O fato de aos acordos de paz se terem seguido, primeiro, uma sensação de maior insegurança do que antes e, segundo, o assassinato de Rabin, sugeriu, para muitos israelenses, que havia algo de profundamente errado com esse processo.

O Likud foi o que soube melhor aproveitar essa percepção – uma vez passadas a comoção inicial, que alimentou uma simpatia para com os trabalhistas, e as acusações contra a direita, de haver incitado o assassinato de Rabin.

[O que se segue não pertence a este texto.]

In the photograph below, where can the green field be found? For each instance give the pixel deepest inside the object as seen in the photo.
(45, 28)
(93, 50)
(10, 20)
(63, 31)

O Likud levou a maioria dos israelenses a crer que lhe cabia escolher entre segurança e paz. O primeiro valor pareceu mais primordial.

Para muitos, a tese trabalhista, de que uma não existe sem a outra, parece ter soado abstrata demais, naquele contexto. O primeiro-ministro Binyamin Bibi Netanyahu foi eleito e o previsível aconteceu: os atentados suicidas continuaram. O impasse que se seguiu, no processo de paz, reduziu, incialmente, a ação do Hamas e da Jihad, que se nutre da rejeição a esse processo.

Entretanto, não demorou muito e a política de expansão judaica em Jerusalém Oriental reavivou a revolta palestina contra Israel. Hoje, para muitos israelenses, talvez esteja claro que a escolha entre segurança e paz os enredou num falso dilema.